During cancer treatment, up to 75% of patients can experience some type of cognitive dysfunction. Although most issues resolve after treatment, almost a third of survivors continue to experience long-term deficits known as “Chemo Brain” or “Chemo Fog.” (1) Survivors may notice changes in cognitive processes such as  memory – both visual and verbal, attention, executive function, and language. (2) These issues can range from subtle to severe and unfortunately most survivors to not talk to their physicians until it greatly impacts their day-to-day functioning. The medical community has been trying to understand “Chemo Brain” for several decades and is still working hard on it today.  Unfortunately, there are no medications available that can alleviate these deficits. The current recommendations for treatment are cognitive rehabilitation, exercise, and meditation. (3) Given the decades of life years ahead for many survivors, particularly those of childhood, adolescent, and young adult cancers, it is imperative cognitive issues are addressed as soon as they arise. 

Cognitive rehabilitation therapy (CRT) is a systematic and functional approach focused on inducing changes in cognitive functioning by either reestablishing or strengthening previously learned patterns of behavior or 2) establishing new patterns of cognitive activity or compensatory mechanisms for impaired neurological pathways. (4) The overall goal of cognitive rehabilitation is to induce neuronal growth via plasticity.  In 2011, the Institute of Medicine (IOM) published a report on cognitive rehabilitation where they described two general approaches for rehabilitation: (5)

1) Restorative treatment, whose goal is to improve the cognitive system to function in a wide range of activities;

2) Compensatory treatment, which trains solutions to specific problem areas such as using memory notebooks or learning selfl-cuing strategies.

How these approaches are implemented by a psychologist, social worker, occupational therapist, or any other health provider depends on the individual practitioner. Many methods of CRT involve the patient to work independently on strategies or skill assessments. However, over five decades ago, Reuven Feuerstein developed a cognitive rehabilitation system where the client works through training tools with a mediator. This approach is based on structural cognitive modifiability and mediated learning experience. It consists of three application systems; 

1) a dynamic-interactive assessment of learning capacity and processes of learning, the LPAD (Learning Propensity Assessment Device); 

2) a cognitive intervention program called “Instrumental Enrichment Program”, which trains cognitive, metacognitive and executive functions; and 

3) a program, which is oriented at working directly within the context, Shaping Modifying Environments. (6) 

Unlike other CRTs, the Feuerstein approach has been utilized in individuals with cognitive functioning issues due to many different causes across the entire age spectrum, such as congenital neurological impairment, autism, and dementia.  

Regardless of approach taken, the most important part of any therapy begins when you let someone know you need help.

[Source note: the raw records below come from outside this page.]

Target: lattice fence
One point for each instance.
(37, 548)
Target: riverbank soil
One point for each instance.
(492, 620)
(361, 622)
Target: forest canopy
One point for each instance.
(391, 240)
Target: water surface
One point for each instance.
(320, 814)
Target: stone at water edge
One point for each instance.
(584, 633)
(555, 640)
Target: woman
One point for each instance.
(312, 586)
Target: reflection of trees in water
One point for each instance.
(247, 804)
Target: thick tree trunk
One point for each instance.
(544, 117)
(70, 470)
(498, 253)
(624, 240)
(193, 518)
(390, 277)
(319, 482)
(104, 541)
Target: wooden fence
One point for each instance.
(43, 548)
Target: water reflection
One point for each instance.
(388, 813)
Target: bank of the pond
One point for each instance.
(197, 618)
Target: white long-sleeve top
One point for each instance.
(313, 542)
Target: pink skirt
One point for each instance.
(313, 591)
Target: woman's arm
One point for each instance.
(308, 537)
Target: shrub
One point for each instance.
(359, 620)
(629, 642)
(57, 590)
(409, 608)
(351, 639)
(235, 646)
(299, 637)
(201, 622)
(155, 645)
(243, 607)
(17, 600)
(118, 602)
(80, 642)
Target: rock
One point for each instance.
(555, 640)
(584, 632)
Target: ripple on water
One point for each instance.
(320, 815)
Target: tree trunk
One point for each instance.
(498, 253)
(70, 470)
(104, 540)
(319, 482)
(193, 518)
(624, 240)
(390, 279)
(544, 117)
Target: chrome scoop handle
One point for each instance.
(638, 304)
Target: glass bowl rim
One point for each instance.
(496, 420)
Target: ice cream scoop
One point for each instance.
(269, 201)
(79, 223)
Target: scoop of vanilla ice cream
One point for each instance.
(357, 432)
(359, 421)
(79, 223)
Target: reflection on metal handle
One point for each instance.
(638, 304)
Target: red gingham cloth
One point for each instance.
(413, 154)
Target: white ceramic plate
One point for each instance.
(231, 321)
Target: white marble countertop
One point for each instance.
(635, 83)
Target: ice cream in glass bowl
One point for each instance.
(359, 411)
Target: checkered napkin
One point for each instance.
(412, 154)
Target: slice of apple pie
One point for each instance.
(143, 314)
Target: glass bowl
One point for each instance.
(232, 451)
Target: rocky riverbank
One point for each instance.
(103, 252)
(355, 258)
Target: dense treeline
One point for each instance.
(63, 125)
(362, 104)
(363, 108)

  1. Palmer C. Cognition and cancer treatment. Monitor on Psychology. 2020;51(2):42.
  2. Pendergrass JC, Targum SD, Harrison JE. Cognitive Impairment Associated with Cancer: A Brief Review. Innov Clin Neurosci. 2018;15(1-2):36-44.
  3. Society AC. Chemo Brain. 2020; https://www.cancer.org/treatment/treatments-and-side-effects/physical-side-effects/changes-in-mood-or-thinking/chemo-brain.html.
  4. Harley JP, Allen C, Braciszewski TL, et al. Guidelines for cognitive rehabilitation. . NeuroRehabilitation. 1992;2(3):62-67.
  5. Medicine Io. Cognitive Rehabilitation Therapy for Traumatic Brain Injury: Evaluating the Evidence. Washington, DC: The National Academies Press; 2011.
  6. Lebeer J. Significance of the Feuerstein approach in neurocognitive rehabilitation. NeuroRehabilitation. 2016;39(1):19-35.